SVN / Git

  1. Re-establishing a git svn clone on a separate machine

I wanted to clone my existing SVN repository, https://code.google.com/p/svntime/, into a new Git repository https://github.com/soundasleep/svntime.

Based on Using Git with Subversion and Importing from Subversion.

Note that this means that all revisions and issues will all appear to come from the same user. Setting up SVN/Git synchronisation to support multiple users with correct authentication requires a lot of extra architecture and work and security for storing passwords.

0. Create a map of SVN authors to Git authors

This will let Github blame your commits properly with the -A flag. For example svn-authors.txt:

soundasleep@gmail.com = Jevon Wright <jevon@jevon.org>
soundasleep = Jevon Wright <jevon@jevon.org>
(no author) = Google Code <code@google.com>

1. Clone remote SVN into local Git

  1. Execute git svn clone -s https://svntime.googlecode.com/svn/ svntime -A svn-authors.txt --prefix=origin/ (NOT the /trunk dir! The -s flag assumes /trunk.)

You can also do subdirectories within the repository for subprojects without the -s flag, e.g. git svn clone https://svntime.googlecode.com/svn/trunk/sub-project/ sub-project -A svn-authors.txt.

2. Push local Git into remote Git

  1. Create a new empty Git repository on Github
  2. Add the remote origin source: git remote add origin https://github.com/soundasleep/svntime.git
  3. Push the SVN commits to Git: git push origin master

This will create individual commits for each SVN revision.
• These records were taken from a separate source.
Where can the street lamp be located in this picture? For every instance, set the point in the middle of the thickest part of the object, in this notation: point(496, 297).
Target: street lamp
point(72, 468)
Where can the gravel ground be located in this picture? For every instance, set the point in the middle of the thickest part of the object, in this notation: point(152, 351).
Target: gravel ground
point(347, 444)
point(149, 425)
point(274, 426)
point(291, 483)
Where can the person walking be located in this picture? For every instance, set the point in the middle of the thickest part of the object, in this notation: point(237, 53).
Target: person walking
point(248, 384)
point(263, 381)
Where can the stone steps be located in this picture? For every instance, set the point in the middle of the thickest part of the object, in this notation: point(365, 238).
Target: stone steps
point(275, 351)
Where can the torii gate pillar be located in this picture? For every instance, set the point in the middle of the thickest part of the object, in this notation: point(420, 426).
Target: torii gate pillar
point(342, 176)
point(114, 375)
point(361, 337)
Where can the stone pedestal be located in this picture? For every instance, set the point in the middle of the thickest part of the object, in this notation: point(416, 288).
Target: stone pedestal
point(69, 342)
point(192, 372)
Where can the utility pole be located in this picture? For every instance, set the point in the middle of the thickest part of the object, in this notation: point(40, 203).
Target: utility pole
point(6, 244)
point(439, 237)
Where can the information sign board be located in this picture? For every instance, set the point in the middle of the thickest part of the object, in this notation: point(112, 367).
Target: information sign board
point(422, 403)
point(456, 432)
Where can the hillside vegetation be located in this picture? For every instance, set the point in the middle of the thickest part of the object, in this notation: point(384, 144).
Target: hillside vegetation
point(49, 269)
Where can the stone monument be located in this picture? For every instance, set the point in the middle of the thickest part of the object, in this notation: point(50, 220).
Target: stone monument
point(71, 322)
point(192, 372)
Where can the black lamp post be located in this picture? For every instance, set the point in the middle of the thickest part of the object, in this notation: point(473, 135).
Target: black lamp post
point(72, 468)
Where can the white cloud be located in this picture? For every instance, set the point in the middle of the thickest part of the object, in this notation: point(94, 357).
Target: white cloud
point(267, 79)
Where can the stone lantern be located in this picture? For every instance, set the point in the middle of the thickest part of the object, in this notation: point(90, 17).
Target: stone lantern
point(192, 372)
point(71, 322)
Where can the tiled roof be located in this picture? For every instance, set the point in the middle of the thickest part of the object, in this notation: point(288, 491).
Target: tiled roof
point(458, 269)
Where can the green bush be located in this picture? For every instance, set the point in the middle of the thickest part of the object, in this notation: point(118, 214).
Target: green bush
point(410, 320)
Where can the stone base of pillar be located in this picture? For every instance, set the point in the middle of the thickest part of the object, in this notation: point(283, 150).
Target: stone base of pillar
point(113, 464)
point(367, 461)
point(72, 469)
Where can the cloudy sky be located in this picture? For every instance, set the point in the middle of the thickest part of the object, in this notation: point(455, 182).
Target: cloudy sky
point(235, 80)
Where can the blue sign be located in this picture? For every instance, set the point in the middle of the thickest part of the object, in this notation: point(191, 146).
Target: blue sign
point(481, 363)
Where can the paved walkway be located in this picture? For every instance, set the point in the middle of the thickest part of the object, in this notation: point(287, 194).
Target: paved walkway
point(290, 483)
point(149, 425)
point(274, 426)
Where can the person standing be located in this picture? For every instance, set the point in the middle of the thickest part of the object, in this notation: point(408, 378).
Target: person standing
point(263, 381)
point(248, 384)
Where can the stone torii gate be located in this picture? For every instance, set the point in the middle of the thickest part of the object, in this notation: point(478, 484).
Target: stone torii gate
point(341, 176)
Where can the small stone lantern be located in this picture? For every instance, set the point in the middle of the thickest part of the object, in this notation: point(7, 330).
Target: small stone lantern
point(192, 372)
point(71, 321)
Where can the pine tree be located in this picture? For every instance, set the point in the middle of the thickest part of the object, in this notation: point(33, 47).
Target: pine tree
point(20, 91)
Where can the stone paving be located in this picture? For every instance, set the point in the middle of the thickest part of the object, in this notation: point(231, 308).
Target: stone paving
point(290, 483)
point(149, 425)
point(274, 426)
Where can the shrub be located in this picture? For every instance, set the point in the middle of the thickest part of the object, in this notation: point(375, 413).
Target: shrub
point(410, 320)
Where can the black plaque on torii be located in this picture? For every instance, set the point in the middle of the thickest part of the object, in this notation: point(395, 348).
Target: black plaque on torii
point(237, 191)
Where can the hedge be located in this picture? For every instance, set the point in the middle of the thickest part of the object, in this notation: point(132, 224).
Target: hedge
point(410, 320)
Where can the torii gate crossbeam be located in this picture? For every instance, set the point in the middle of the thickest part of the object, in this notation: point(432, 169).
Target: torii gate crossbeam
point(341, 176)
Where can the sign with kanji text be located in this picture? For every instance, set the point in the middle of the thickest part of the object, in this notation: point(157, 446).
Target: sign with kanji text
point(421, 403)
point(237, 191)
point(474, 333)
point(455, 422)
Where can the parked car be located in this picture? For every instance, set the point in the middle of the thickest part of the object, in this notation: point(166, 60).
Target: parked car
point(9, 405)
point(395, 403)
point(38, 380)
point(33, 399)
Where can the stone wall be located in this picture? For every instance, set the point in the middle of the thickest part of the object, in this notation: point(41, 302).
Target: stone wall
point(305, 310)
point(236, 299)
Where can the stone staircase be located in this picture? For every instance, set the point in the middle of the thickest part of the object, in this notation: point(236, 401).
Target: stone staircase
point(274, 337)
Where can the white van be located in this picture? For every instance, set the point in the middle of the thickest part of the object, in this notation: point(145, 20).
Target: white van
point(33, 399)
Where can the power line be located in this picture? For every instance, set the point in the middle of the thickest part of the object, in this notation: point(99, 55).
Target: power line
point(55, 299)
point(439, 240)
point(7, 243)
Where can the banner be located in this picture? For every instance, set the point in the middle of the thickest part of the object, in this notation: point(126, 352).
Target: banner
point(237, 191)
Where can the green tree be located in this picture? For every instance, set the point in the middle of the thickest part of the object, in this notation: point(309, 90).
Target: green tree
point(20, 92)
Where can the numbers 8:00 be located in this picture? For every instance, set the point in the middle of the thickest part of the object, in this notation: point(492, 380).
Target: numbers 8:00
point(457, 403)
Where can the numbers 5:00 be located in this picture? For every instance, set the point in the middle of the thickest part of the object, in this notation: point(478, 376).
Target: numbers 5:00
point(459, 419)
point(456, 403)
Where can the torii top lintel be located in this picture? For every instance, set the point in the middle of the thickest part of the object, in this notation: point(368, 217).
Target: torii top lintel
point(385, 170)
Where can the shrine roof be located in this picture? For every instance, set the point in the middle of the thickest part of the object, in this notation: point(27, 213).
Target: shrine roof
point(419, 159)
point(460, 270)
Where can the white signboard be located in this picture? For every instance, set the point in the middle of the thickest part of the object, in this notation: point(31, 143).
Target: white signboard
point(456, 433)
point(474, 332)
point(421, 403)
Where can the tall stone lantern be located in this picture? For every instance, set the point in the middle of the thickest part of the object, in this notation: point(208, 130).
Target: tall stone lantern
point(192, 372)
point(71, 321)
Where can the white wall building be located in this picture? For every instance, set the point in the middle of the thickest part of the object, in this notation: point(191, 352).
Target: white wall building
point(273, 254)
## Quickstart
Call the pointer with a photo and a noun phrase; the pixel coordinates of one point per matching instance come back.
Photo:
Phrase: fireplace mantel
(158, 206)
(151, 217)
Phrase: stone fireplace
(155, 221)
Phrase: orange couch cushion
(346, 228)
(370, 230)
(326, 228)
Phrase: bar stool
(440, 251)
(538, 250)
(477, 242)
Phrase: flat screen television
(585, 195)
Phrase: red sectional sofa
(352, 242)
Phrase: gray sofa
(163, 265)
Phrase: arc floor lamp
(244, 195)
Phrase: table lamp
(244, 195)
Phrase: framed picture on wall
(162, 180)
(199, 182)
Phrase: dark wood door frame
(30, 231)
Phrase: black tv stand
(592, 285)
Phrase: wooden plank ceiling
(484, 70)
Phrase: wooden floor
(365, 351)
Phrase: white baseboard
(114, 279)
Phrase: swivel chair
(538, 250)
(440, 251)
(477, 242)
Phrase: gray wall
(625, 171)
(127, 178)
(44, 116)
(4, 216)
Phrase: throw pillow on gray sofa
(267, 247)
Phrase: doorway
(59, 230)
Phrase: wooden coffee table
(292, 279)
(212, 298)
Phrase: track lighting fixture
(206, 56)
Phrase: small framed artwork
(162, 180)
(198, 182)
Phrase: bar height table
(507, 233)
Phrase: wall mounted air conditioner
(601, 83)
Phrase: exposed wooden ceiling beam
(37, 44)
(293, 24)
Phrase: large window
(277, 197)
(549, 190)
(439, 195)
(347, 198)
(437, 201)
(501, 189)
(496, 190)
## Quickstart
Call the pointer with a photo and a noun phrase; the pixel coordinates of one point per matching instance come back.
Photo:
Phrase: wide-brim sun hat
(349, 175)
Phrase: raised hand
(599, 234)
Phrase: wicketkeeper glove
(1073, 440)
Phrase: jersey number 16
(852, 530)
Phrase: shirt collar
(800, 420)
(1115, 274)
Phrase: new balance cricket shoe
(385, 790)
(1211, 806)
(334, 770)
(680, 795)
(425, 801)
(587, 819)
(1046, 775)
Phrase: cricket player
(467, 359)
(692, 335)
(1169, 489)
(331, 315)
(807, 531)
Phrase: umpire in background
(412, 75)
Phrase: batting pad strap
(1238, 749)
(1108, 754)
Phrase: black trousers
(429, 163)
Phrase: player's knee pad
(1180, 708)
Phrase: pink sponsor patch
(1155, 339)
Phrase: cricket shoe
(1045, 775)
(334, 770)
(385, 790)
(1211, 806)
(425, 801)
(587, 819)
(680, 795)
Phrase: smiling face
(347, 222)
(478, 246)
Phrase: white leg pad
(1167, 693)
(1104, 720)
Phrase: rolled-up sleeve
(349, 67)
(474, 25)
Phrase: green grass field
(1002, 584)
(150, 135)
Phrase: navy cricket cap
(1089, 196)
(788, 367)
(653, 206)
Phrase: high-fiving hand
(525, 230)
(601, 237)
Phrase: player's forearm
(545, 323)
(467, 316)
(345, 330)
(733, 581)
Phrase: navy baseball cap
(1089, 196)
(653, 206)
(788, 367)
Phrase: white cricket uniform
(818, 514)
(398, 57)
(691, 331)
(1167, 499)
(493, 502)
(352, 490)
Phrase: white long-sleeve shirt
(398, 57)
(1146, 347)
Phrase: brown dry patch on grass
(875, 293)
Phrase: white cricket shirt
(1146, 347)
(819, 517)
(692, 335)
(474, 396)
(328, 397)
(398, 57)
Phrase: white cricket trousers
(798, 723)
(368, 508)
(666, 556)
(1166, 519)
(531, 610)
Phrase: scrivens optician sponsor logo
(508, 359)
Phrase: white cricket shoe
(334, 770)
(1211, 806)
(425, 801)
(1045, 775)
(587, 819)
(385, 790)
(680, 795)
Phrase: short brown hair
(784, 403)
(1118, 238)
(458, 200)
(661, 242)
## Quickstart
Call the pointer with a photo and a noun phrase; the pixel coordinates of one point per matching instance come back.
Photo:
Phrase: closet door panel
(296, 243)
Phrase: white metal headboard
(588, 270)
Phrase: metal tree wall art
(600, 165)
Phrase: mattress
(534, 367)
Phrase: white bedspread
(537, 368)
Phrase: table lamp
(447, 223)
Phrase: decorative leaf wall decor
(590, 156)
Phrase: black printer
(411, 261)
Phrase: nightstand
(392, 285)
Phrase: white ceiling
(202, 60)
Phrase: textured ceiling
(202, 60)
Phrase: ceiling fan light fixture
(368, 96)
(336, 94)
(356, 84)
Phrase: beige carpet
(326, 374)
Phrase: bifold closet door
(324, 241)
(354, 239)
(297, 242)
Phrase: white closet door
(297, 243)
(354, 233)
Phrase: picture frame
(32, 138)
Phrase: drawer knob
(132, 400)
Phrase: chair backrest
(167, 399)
3. Make a local change, commit to both Git and SVN

  1. Modify a file.
  2. Commit it to local Git: git add -A && git commit
  3. Push it to remote Git: git push
  4. Commit it to remote SVN: git svn dcommit
  5. Setup the remote Git as the remote origin: git branch --set-upstream-to=origin/master master

4. Merge remote SVN changes into local Git

  1. Update the local Git from remote SVN: git svn rebase -A ../svn-authors.txt (each revision will appear as a new commit)
  2. Push to remote Git: git push

5. Merge remote Git changes into SVN

  1. Pull from remote Git into local Git: git pull
  2. Update the local Git from remote SVN: git svn rebase -A ../svn-authors.txt
  3. Commit changes to remote SVN: git svn dcommit (each commit will appear as a new revision)

If you correctly set up the author map list, then your Github will correctly recognise old commits.

6. Merge a Pull Request

  1. For example, https://github.com/soundasleep/openclerk/pull/1
  2. Follow the Github command line instructions to checkout the pull request branch as a separate remote branch
  3. Execute git rebase to rebase this branch to the latest master - you’ll probably have to git mergetool a lot, since the branch will have no knowledge of master’s commits
  4. git push and git svn dcommit as usual

Unable to extract revision information from commit

If you get this during a git svn dcommit, then you’ve probably messed up the merge somewhere - you need to git rebase before you merge changes between branches.

git svn rebase: Unknown option: strategy-option

Good luck. I think this is a bug.

ignore-paths not matching files

It turns out the regexp accepted by --ignore-paths is not a complete regexp; it needs an anchor (^ or $) in order to match. So instead of doing something like --ignore-paths=".+custom.css", you need to do --ignore-paths="custom.css$".